The film, which is available for checkout at the Oviatt Library, features footage of the wreckage at CSUN and interviews by students affected by the earthquake, including a student whose dorm was destroyed and another whose apartment was looted. Then-university president Blenda Wilson is also interviewed in the film, and former vice president Al Gore is shown giving a speech to the students.

William Malone, a former CSUN student, worked as a unit director on the documentary, a position in charge of filming supplementary footage, doing background work or working with the film’s extras.

Malone, whose Calabasas apartment was damaged as a result of the 6.7 shock, recalled the moment he felt the earthquake.

 “The quake itself literally threw me out of bed,” Malone said.

Krasilovsky and her students could not use their usual film equipment to record the damage to the university because they could not access the building where the cameras were kept. Krasilovsky then gathered some cameras she had in her home and went to work with her students.

“Nothing was simple back then,” Gainor said. “You didn’t have video cameras as we do today. If it happened today, you’d be Instagramming it and putting it on social media.”

Krasilovsky, who narrates portions of the film, wanted to encourage her students to tell their own side of the earthquake experience.

“In many different ways — financial, emotional, creative — this earthquake touched us,” Krasilovsky said. “I was trying to orchestrate that by allowing students to have their own voices and then putting them together in some way that would be cohesive, where we’d see what the commonalities were.”

Krasilovsky was proud of the teamwork her students were able to show in spite of a lack of resources.

“I was amazed at the resilience of my students and the cooperation that most of my students had toward one another in trying to make a project together,” she said.

Gainor felt his involvement as a unit director in the documentary was more his duty as a filmmaker and hopes others can take something away from the film.

“It’s more of a responsibility to take part in something that you feel should be shared,” he said. “I think if anything, I look forward to looking back at those times and see what we can learn from those times.”

The documentary also showed the true extent of the damage done by the earthquake, including shots of piles of rubble, a mangled staircase, crumbled buildings and others.

The sometimes humorous segments done by the student filmmakers include one where two students dressed as cowboys have a fistfight. Another clip features students who are on the phone discussing a government conspiracy involving the magnitude of an earthquake and how the government pays for damages to affected structures.

Jan. 17 marks the 20th anniversary of the earthquake, and Krasilovsky feels more awareness should be brought to the 1994 earthquake as well as other disasters.

“It doesn’t hurt to talk about this stuff periodically,” Krasilovsky said. “Every 10 years or so, there should be another discussion.

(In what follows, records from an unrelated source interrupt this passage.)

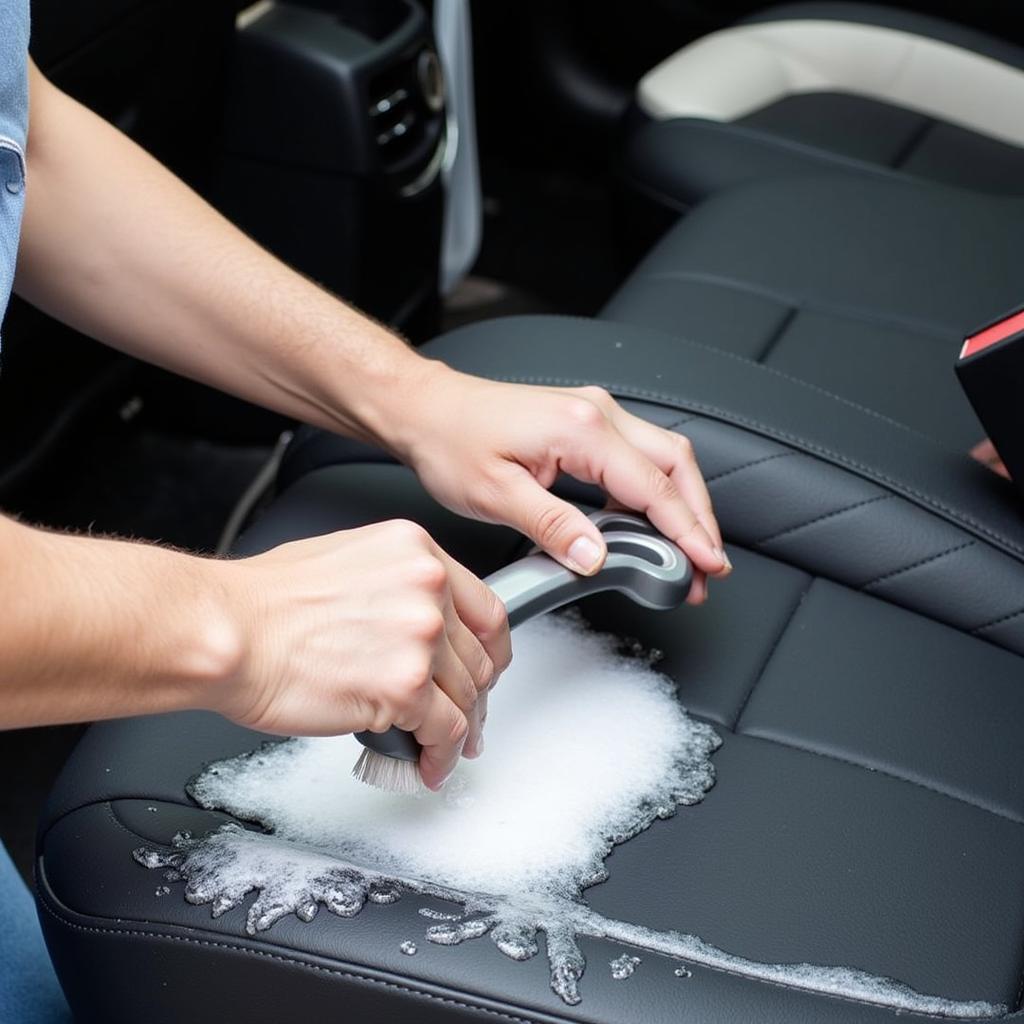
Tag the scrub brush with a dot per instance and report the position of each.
(641, 564)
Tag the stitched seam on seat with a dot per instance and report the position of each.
(997, 622)
(44, 902)
(770, 141)
(803, 303)
(735, 356)
(682, 422)
(821, 518)
(292, 962)
(875, 770)
(750, 465)
(662, 397)
(918, 564)
(913, 142)
(771, 653)
(776, 336)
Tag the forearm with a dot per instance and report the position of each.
(117, 247)
(102, 629)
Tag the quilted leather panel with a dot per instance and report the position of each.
(803, 851)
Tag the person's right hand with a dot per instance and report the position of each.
(366, 629)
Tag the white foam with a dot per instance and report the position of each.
(579, 737)
(586, 747)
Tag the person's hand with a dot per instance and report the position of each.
(985, 453)
(492, 451)
(361, 630)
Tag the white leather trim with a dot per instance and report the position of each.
(731, 73)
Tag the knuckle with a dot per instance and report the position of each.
(584, 413)
(551, 523)
(412, 679)
(598, 395)
(404, 531)
(482, 674)
(458, 726)
(662, 486)
(427, 572)
(685, 446)
(426, 624)
(495, 616)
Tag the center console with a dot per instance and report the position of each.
(335, 139)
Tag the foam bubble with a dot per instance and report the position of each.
(587, 745)
(584, 745)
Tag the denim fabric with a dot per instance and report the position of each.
(29, 989)
(13, 134)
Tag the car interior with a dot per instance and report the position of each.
(769, 228)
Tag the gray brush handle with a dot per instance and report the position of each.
(641, 564)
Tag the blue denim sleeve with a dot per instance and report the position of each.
(30, 992)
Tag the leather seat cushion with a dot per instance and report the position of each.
(680, 157)
(868, 812)
(865, 288)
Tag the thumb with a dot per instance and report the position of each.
(556, 526)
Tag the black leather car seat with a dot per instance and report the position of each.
(863, 287)
(818, 87)
(863, 667)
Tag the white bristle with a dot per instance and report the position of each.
(391, 774)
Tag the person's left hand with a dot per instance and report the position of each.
(491, 451)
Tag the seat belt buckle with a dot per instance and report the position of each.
(990, 369)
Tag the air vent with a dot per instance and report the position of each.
(407, 110)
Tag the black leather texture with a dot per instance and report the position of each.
(867, 813)
(862, 287)
(680, 162)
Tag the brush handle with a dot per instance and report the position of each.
(641, 564)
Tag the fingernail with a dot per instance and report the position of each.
(585, 555)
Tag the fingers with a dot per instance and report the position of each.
(629, 476)
(481, 611)
(674, 455)
(556, 526)
(441, 734)
(463, 685)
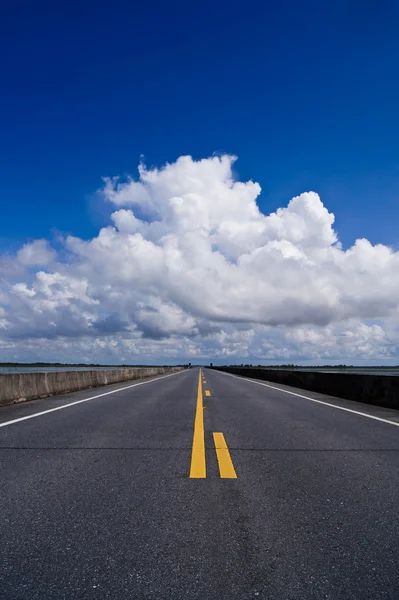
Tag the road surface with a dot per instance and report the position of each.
(125, 492)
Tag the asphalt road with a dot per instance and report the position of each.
(97, 501)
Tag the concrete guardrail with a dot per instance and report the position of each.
(19, 387)
(381, 390)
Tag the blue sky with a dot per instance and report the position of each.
(306, 94)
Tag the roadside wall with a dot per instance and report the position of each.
(19, 387)
(381, 390)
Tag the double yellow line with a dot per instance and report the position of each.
(198, 460)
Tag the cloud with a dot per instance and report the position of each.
(36, 254)
(190, 259)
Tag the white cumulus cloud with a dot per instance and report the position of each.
(190, 260)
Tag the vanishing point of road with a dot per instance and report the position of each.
(198, 485)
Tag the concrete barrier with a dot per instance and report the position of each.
(19, 387)
(381, 390)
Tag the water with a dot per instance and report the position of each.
(392, 372)
(50, 369)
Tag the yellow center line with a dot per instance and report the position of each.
(198, 465)
(226, 466)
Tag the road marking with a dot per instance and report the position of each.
(356, 412)
(198, 465)
(226, 466)
(45, 412)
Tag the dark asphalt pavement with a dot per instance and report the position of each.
(96, 500)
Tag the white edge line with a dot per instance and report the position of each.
(356, 412)
(45, 412)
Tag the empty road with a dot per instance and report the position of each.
(198, 485)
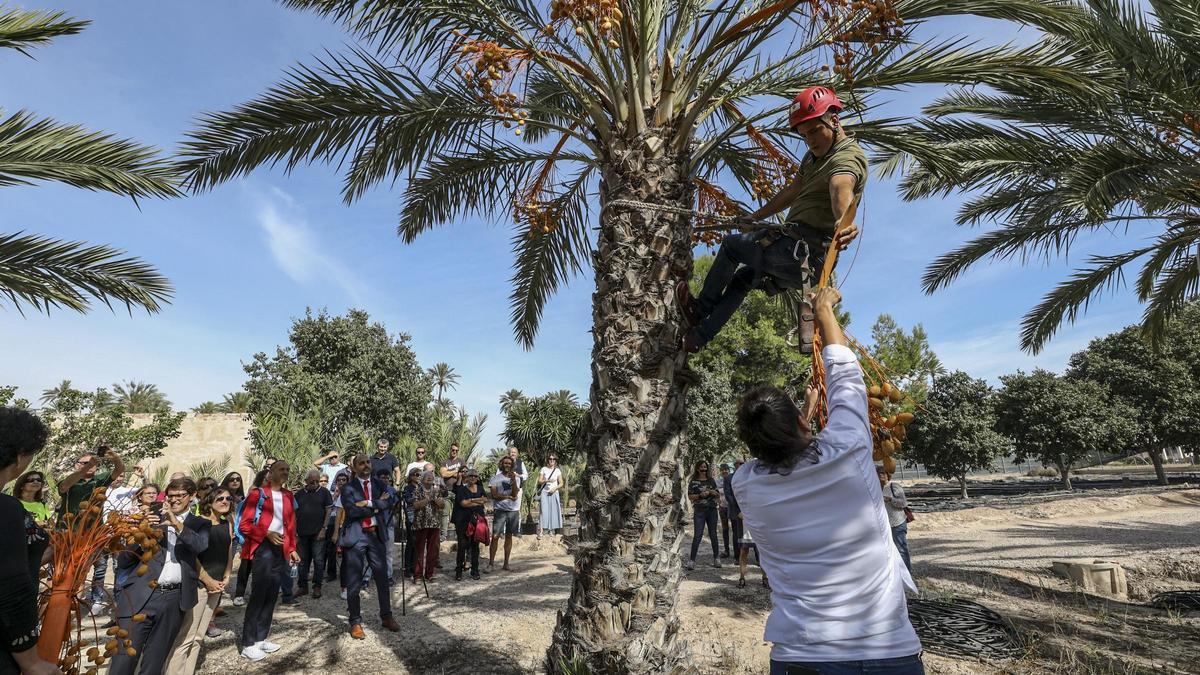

Maybe every five years just to make sure that people are prepared in the eventuality of an emergency like that.”

Krasilovsky said some good things came out of the tragedy, such as the construction of Manzanita Hall and other buildings.

“The campus is a whole lot better as a result of the earthquake,” Krasilovsky said.

Krasilovsky also feels the added attention to the event on that day could remind people what the campus and its students and faculty had to endure for it to be updated.

“Soon thereafter, I think people very quickly went into denial,” she said. “They just wanted to see pretty new buildings on the campus and didn’t want to have to think where did this come from and how did this come about.”

While Krasilovsky has gone on to make critically-acclaimed documentaries like “Pastriology” and “Women Behind the Camera,” she feels “Epicenter U.” helped mold the career she enjoys today.

“It certainly formed the base of a way of thinking that made some of my other projects possible,” Krasilovsky said. “A lot came out of the experience of working on the earthquake documentary.”

Gainor, now a studio executive at Screen Gems, a part of Sony Pictures, looked back fondly at his time making the film.

“The one thing I took away from that documentary was that somebody was smart enough to inspire us to tell a story,” Gainor said.